Bergamonte®

Why Bergamonte® and not others?

Bergamonte® is a standardized polyphenolic extract derived from Bergamot (Citrus bergamia) using patented extraction technology. Its high content of  citrus bioflavonoids helps to support cardiovascular health, as well as proper blood sugar metabolism.

 

Source: International Journal of Cardiology Dec 10, 2013: 170(2): 140-5

Bergamot polyphenolic fraction enhances rosuvastatin-induced effect on LDL-cholesterol, LOX-1 expression and Protein Kinase B phosphorylation in patients with hyperlipidemia

Micaela Gliozzi, Ross Walker, Saverio Muscoli, Cristiana Vitale, Santo Gratteri, Cristina Carresi, Vincenzo Musolino, Vanessa Russo, Elzbjeta Janda, Salvatore Ragusa, Antonio Aloe, Ernesto Palma, Carolina Muscoli, Franco Romeo and Vincenzo Mollace

Background: statins are the most commonly prescribed drugs to reduce cardiometabolic risk.

Beside the well-known efficacy of such compounds in both preventing and treating cardiometabolic disorders, some patients experience statin-induced side effects. We hypothesize that the use of natural bergamot-derived polyphenols may allow patients undergoing statin treatment to reduce effective doses while achieving target lipid values. The aim of the present study is to investigate the occurrence of an enhanced effect of bergamot-derived polyphenolic fraction (BPF) on rosuvastatin-induced hypolipidemic and vasoprotective response in patients with mixed hyperlipidemia.

Methods: a prospective, open-label, parallel group, placebo-controlled study on 77 patients with elevated serum LDL-C and triglycerides was designed. Patients were randomly assigned to a control group receiving placebo (n= 15), two groups receiving orally administered rosuvastatin (10 and 20 mg/daily for 30 days; n= 16 for each group), a group receiving BPF alone orally (1000 mg/daily for 30 days; n=15) and a group receiving BPF (1000 mg/daily given orally) plus rosuvastatin (10 mg/daily for 30 days; n=15).

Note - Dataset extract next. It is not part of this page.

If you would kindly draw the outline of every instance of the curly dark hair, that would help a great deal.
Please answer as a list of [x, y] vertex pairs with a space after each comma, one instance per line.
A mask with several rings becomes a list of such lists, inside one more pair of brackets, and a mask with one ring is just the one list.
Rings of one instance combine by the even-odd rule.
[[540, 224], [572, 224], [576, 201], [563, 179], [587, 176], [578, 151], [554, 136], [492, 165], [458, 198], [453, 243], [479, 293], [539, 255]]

Results: both doses of rosuvastatin and BPF reduced total cholesterol, LDL-C, the LDL-C/ HDL-C ratio and urinary mevalonate in hyperlipidemic patients, compared to the control group. The cholesterol lowering effect was accompanied by reductions of malondialdehyde, oxyLDL receptor LOX-1 and phosphoPKB, which are all biomarkers of oxidative vascular damage, in peripheral polymorphonuclear cells.

Conclusions: The addition of BPF to rosuvastatin significantly enhanced rosuvastatin-induced effect on serum lipemic profile compared to rosuvastatin alone. This lipid-lowering effect was associated with significant reductions of biomarkers used for detecting oxidative vascular damage, suggesting a multi-action enhanced potential for BPF in patients on statin therapy.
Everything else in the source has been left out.